Must-Have Skills for Leads (2 positions):
- Python & PySpark: Strong proficiency in both Python and PySpark (70% PySpark, 30% Java focus).
- Java: Solid understanding and experience in Java development.
Must-Have Skills for Other Engineers (3 positions):
- Python & PySpark: Strong proficiency in Python and PySpark.
Additional Essential Skills (for all positions):
- SQL: Strong SQL skills for data querying and manipulation.
- AWS: Extensive experience with AWS cloud services and its data-related offerings.
- Data Lake: Experience working with and building data lakes.

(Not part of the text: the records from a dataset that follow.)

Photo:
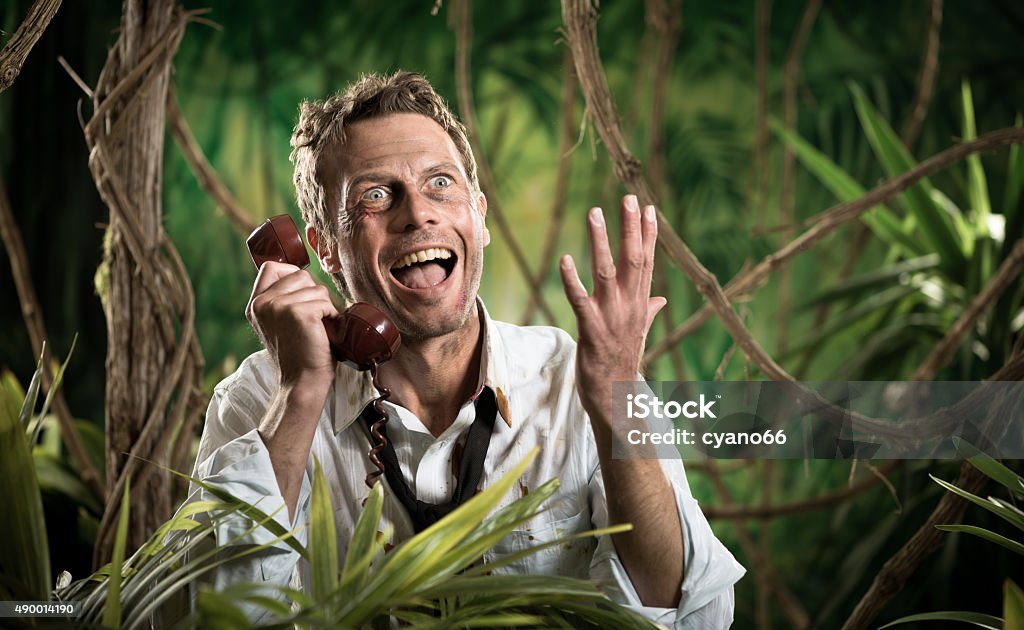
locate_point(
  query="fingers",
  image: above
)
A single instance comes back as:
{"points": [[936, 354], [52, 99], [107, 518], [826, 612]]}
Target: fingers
{"points": [[576, 293], [600, 254], [649, 227], [654, 306], [270, 273], [631, 249]]}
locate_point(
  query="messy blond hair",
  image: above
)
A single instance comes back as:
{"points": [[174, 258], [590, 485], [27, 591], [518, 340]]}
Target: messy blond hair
{"points": [[321, 130]]}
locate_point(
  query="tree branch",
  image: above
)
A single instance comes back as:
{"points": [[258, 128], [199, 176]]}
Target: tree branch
{"points": [[568, 125], [924, 542], [33, 315], [791, 70], [665, 21], [798, 507], [205, 174], [580, 18], [926, 76], [828, 221], [762, 23], [766, 577], [465, 95], [1009, 271], [13, 54]]}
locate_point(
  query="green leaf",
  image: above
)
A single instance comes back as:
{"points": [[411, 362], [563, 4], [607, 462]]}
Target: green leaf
{"points": [[248, 509], [1005, 511], [937, 227], [977, 186], [57, 379], [976, 619], [112, 613], [1015, 173], [364, 545], [54, 476], [1013, 605], [219, 612], [323, 537], [983, 462], [991, 537], [882, 221], [25, 552], [871, 281]]}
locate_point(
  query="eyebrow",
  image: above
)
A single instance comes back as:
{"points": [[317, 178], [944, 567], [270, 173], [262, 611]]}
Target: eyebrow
{"points": [[382, 176]]}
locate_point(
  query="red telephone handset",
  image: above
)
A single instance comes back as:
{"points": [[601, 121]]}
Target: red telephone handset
{"points": [[360, 337]]}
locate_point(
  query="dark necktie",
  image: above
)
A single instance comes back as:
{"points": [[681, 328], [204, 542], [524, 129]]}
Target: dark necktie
{"points": [[470, 468]]}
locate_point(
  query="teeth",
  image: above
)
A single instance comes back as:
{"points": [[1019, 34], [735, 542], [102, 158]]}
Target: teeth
{"points": [[423, 255]]}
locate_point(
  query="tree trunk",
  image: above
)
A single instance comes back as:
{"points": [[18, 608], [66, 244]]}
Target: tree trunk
{"points": [[153, 359]]}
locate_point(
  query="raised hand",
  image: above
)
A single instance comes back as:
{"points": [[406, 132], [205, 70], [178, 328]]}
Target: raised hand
{"points": [[612, 325], [613, 322]]}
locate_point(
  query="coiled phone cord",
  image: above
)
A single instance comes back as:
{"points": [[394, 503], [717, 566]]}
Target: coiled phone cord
{"points": [[379, 441]]}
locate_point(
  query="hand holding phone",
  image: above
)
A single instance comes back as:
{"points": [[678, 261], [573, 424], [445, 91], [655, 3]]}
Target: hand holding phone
{"points": [[363, 336]]}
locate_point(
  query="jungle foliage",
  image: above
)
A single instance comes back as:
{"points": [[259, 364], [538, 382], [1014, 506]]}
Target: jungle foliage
{"points": [[869, 302]]}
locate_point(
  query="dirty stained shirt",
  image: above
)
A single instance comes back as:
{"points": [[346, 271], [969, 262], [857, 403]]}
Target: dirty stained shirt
{"points": [[531, 372]]}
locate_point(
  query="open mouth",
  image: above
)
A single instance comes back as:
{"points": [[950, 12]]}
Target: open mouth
{"points": [[424, 268]]}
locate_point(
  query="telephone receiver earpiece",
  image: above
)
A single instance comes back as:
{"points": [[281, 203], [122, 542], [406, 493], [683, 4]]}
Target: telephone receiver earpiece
{"points": [[361, 336]]}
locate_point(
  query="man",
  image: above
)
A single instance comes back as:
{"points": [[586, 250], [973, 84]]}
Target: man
{"points": [[387, 184]]}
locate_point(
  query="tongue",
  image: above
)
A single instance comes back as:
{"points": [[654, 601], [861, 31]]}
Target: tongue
{"points": [[421, 275]]}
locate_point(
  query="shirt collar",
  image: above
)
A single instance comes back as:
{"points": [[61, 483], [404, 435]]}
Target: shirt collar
{"points": [[353, 389]]}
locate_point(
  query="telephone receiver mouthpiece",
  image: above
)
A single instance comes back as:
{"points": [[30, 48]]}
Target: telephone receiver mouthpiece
{"points": [[360, 337]]}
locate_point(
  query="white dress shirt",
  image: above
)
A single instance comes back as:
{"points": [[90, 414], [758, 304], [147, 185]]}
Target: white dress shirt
{"points": [[531, 372]]}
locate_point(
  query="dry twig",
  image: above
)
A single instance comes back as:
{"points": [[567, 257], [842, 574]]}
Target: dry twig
{"points": [[205, 174], [828, 221], [466, 109], [568, 124], [580, 19], [762, 24], [786, 215], [927, 539], [154, 360], [13, 54], [926, 76], [798, 507], [924, 542], [766, 577], [33, 313], [666, 22], [1009, 271]]}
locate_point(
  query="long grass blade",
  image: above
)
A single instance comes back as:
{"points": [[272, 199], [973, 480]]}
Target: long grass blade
{"points": [[975, 619], [984, 462], [992, 505], [25, 552], [364, 544], [112, 613], [1013, 605], [991, 537], [935, 224], [977, 186], [323, 538]]}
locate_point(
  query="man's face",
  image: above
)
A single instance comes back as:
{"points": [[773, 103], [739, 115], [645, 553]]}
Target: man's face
{"points": [[411, 227]]}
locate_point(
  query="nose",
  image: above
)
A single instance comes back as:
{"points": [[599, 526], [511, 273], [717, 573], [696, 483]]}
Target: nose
{"points": [[415, 211]]}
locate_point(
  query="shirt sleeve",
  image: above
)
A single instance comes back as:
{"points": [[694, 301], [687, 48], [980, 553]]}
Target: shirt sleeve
{"points": [[233, 458], [707, 596]]}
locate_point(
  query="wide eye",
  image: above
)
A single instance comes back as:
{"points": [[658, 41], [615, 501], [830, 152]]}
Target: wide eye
{"points": [[376, 194], [440, 181]]}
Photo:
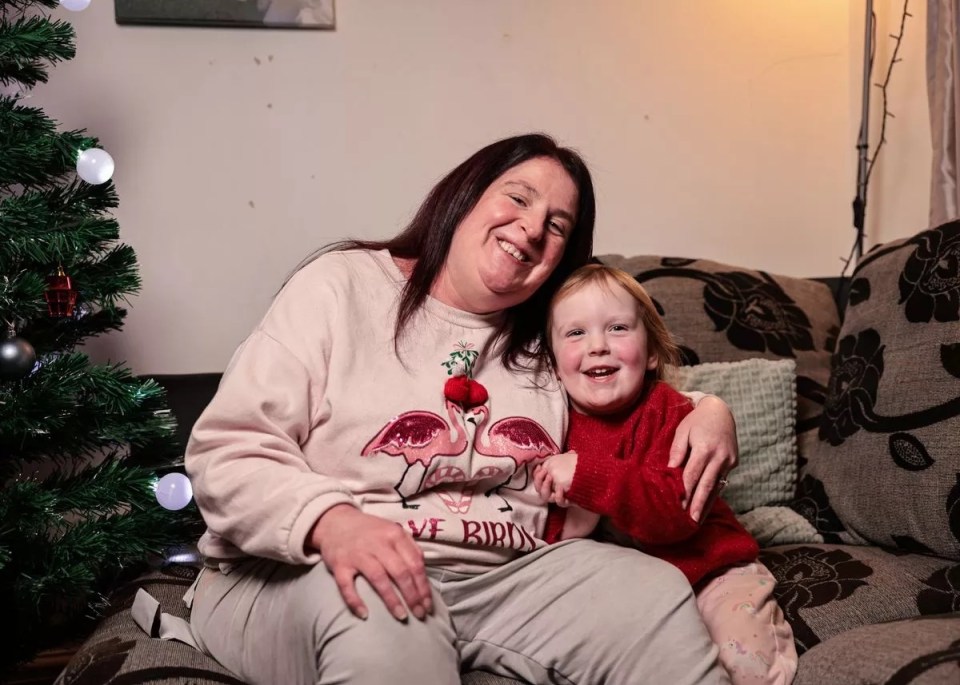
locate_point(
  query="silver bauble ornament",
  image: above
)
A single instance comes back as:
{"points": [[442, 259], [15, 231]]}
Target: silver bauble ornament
{"points": [[17, 358]]}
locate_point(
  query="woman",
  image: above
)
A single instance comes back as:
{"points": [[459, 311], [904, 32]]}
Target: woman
{"points": [[403, 382]]}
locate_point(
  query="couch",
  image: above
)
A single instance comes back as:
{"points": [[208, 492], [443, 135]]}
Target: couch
{"points": [[865, 541]]}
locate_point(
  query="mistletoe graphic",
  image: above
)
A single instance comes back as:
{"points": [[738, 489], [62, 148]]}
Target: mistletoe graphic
{"points": [[461, 360]]}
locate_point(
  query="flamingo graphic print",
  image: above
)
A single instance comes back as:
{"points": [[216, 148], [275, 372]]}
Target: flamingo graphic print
{"points": [[515, 437], [420, 437]]}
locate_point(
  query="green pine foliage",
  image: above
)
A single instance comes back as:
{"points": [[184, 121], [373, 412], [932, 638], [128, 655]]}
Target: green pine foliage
{"points": [[77, 511]]}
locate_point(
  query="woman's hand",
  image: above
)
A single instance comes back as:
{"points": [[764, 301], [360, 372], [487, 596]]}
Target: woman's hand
{"points": [[353, 543], [705, 444], [554, 476]]}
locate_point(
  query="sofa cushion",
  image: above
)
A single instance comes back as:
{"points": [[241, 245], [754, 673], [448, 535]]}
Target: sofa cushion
{"points": [[825, 590], [723, 313], [919, 651], [886, 466], [762, 396]]}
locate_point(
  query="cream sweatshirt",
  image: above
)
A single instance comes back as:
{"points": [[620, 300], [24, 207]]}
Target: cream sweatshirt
{"points": [[316, 409]]}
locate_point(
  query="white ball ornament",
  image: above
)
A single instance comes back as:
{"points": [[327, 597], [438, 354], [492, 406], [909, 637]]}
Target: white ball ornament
{"points": [[75, 5], [95, 166], [174, 491]]}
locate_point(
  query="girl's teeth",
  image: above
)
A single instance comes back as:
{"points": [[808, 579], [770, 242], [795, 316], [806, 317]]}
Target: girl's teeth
{"points": [[512, 251], [596, 373]]}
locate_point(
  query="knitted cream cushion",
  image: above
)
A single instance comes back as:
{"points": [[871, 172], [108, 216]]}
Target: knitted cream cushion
{"points": [[762, 395]]}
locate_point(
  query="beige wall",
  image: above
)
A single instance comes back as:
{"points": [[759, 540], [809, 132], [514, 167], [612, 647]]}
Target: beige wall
{"points": [[715, 128]]}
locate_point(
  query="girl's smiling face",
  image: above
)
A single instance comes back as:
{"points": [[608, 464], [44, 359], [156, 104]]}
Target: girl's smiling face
{"points": [[600, 346]]}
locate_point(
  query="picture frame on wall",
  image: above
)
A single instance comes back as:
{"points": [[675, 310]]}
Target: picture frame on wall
{"points": [[293, 14]]}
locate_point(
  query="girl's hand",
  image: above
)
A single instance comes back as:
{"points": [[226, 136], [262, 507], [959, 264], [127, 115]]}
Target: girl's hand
{"points": [[353, 543], [705, 444], [554, 476]]}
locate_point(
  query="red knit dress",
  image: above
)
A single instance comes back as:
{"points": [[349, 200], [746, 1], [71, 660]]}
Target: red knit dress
{"points": [[622, 474]]}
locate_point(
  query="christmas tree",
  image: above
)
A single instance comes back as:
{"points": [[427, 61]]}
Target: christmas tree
{"points": [[76, 509]]}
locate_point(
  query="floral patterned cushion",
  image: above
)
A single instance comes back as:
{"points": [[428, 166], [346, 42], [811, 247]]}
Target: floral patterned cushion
{"points": [[886, 466], [723, 313], [826, 590]]}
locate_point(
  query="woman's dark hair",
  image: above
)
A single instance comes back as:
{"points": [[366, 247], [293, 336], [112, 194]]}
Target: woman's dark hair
{"points": [[427, 238]]}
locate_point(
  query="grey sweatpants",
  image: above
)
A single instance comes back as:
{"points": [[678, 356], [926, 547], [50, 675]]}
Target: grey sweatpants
{"points": [[577, 612]]}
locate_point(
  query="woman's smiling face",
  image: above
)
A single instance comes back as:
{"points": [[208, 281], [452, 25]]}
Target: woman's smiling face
{"points": [[512, 240]]}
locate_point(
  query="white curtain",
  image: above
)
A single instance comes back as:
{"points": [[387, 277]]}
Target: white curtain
{"points": [[943, 91]]}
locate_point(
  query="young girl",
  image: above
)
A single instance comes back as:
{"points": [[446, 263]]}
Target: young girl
{"points": [[611, 349]]}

- Databricks (Plus): If mentioned on the resume, candidates must be able to articulate their experience with Databricks.
Responsibilities:
- Design, develop, and maintain data pipelines using PySpark and Java.
- Migrate data from legacy platforms to a new AWS-based platform.
- Write and optimize complex Spark transformations and SQL queries.
- Work collaboratively with data scientists and other stakeholders.
- Ensure data quality, integrity, and security.
Qualifications:
- Strong understanding of Big Data concepts and technologies.
- Hands-on experience with data processing and transformation using PySpark.
- Proficiency in Python or Java development.
- Experience with AWS cloud services, especially those related to data storage and processing (e.g., S3, EMR, Redshift).
- Excellent problem-solving and communication skills.